What Clinton said was that the tears of three little Palestinian girls who begged him to help free their imprisoned fathers had moved him. And so had the plight of the children of slain Israelis whom he said he had also met.
The continued detention of Palestinian prisoners in Israeli jails is one of the most emotional issues in this region. Palestinians want their people freed as an essential element of peace. Israelis, with memories of bombings always fresh, remain extremely sensitive about the victimization of their people by Palestinian terrorists.
“Rage in Israel,” newspaper headlines screamed Tuesday morning. Callers to radio programs, including several who said they admire Clinton and support the peace process, said the president had made a mistake. Leaders of the opposition Labor Party joined in.

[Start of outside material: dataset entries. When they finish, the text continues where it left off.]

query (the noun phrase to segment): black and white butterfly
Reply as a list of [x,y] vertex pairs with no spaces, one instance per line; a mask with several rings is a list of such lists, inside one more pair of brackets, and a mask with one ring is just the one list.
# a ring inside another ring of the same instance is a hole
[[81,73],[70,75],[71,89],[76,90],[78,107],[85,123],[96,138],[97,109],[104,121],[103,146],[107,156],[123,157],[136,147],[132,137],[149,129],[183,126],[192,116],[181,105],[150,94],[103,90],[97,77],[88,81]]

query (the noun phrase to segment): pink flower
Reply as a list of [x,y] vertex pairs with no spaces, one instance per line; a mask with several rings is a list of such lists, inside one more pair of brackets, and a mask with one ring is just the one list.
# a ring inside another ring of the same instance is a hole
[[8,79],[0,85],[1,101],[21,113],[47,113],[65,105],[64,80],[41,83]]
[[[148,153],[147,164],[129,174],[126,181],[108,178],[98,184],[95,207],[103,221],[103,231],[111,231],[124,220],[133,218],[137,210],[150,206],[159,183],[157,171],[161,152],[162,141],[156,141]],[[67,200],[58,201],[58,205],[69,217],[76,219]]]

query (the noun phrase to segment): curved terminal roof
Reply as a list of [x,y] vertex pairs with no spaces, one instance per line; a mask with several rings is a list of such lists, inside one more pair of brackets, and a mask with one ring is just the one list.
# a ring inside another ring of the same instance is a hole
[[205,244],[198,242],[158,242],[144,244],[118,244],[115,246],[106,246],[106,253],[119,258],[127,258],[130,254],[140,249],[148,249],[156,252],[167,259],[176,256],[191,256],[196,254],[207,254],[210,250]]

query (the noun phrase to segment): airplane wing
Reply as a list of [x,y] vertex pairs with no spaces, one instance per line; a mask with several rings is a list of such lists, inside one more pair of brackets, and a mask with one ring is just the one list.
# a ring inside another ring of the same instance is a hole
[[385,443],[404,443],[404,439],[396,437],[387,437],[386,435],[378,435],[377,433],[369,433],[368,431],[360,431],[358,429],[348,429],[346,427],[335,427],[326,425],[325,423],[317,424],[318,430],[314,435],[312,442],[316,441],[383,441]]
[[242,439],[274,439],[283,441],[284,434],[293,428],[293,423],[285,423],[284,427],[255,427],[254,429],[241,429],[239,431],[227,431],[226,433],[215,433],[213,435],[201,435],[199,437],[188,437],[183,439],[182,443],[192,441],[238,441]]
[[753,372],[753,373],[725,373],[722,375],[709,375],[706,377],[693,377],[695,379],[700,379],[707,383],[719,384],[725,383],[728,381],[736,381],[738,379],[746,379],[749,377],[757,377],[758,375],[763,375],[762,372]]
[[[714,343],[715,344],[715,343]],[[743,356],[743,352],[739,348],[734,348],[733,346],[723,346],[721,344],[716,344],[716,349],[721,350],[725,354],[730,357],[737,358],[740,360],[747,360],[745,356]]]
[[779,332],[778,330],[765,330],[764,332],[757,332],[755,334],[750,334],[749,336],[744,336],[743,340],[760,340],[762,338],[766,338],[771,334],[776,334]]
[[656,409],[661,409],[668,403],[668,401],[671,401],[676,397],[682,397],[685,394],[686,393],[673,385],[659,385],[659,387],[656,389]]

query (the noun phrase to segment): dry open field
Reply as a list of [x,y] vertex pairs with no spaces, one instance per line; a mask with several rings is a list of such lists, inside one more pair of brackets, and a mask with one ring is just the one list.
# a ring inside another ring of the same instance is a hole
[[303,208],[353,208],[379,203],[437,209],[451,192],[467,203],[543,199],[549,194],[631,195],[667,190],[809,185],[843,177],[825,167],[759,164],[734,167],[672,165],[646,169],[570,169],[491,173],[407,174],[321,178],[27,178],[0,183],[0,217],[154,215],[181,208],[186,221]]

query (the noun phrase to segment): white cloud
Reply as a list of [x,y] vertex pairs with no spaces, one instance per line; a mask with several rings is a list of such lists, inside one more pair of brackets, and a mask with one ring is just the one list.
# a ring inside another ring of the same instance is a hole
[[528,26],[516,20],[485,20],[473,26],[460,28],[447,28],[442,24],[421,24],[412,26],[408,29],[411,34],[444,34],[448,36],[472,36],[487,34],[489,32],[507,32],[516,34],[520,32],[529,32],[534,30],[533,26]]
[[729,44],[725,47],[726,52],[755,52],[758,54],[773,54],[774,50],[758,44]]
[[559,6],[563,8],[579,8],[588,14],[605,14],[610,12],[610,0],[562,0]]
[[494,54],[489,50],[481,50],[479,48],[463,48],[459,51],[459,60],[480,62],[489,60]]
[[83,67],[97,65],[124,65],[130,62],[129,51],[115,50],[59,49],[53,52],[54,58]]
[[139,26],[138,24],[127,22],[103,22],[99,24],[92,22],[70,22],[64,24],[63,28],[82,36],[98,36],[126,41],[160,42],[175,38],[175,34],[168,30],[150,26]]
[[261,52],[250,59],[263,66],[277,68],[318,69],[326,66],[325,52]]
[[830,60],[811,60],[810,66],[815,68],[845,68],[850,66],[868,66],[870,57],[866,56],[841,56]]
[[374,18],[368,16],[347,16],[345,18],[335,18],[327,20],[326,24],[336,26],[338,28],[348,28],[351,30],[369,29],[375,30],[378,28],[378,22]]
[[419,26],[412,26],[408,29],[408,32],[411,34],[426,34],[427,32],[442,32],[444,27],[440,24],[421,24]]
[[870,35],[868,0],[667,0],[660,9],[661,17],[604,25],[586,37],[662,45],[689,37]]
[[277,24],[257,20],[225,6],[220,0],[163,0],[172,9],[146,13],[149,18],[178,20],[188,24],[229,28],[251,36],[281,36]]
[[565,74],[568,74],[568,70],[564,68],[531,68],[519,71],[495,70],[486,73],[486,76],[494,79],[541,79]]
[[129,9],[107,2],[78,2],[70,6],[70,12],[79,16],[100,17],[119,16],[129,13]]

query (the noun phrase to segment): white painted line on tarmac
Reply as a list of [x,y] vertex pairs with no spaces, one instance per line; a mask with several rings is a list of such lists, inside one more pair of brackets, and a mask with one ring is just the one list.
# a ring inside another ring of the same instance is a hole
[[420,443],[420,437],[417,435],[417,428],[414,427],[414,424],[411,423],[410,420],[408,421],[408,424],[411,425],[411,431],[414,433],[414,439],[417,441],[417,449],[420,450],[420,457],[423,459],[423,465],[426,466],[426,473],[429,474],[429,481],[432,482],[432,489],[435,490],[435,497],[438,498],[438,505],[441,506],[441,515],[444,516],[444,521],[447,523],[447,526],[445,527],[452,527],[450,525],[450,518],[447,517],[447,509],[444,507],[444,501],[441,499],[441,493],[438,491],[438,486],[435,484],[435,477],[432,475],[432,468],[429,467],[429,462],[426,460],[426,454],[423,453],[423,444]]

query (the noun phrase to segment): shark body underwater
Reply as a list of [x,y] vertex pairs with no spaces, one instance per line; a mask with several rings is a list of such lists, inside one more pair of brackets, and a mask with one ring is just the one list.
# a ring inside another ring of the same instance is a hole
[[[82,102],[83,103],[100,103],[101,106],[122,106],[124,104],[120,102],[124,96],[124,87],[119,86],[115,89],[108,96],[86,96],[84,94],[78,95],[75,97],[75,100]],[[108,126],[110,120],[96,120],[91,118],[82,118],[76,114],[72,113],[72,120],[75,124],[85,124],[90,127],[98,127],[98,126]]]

Secretary of State Madeleine Albright tried to explain the president’s intent, saying: “I think that what he was doing was drawing the parallel of the children being in pain and the fact that there were tears by both groups of children. In no way did he draw any parallel about the cause of the pain, because the president has made very clear that there is no room for terrorism or murder.”
Israeli television, purporting to quote senior officials, used some rather undiplomatic language to describe Clinton’s comments. One official allegedly said Clinton had become a Peace Now activist, a reference to a leftist group scorned by the Israeli right. Prime Minister Benjamin Netanyahu’s office denied that the comment was made.
“How can you compare between a child of a murderer sitting in jail and a child whose father was murdered and will never be able to see him again?” Netanyahu was reported to have demanded of U.S. officials.
During the marathon summit in the United States in October that produced the newest Israeli-Palestinian land-for-security accord, Israel agreed to release 750 prisoners. But the first batch of 250 included a large number of common criminals, not fighters on behalf of the Palestinian cause, infuriating the Palestinians and unleashing a wave of violent protests.
Israel continues to refuse to free murderers, but the two sides dispute how many people that involves.
Meir Indor, who runs a small organization called the Terror Victims Assn., rallied a few dozen people Tuesday outside Jerusalem’s Hilton Hotel, where Clinton was staying. They stood in place for about four hours, hoping for an audience with the president. But Clinton was long gone.
“The comparison he made is a shame to the American people,” said Indor, 49. “Terrorists should not be forgiven, because to forgive terrorists only builds more terrorism.”
The Jerusalem Arabic newspaper Al Hayat, by contrast, published a large front-page photograph of Clinton meeting with the three Palestinian girls. Albright and Palestinian Authority President Yasser Arafat are also in the picture, and everyone appears on the verge of tears.
The curly-haired girl who spoke to Clinton was 11-year-old Fida Zaqout. Her tearful plea for help in freeing her father was repeated throughout the day Tuesday on Palestinian radio.
Her father is serving a life sentence for killing an Israeli.
In his speech, Clinton said that both sides hurt. Neither side, he said, has a “monopoly on pain or virtue.”
In fact, neither side in this conflict has been particularly willing to acknowledge the suffering of the other, making the uproar all the more acute.
Nahum Barnea, a commentator whose son was killed in a bombing, said Clinton’s comparison was “unjust” because Clinton surely knows that “not all tears are equal.”
Barnea added that part of the problem for Israelis is the sense that they are being placed on an even footing with the Palestinians, whose relations with Washington are improving steadily.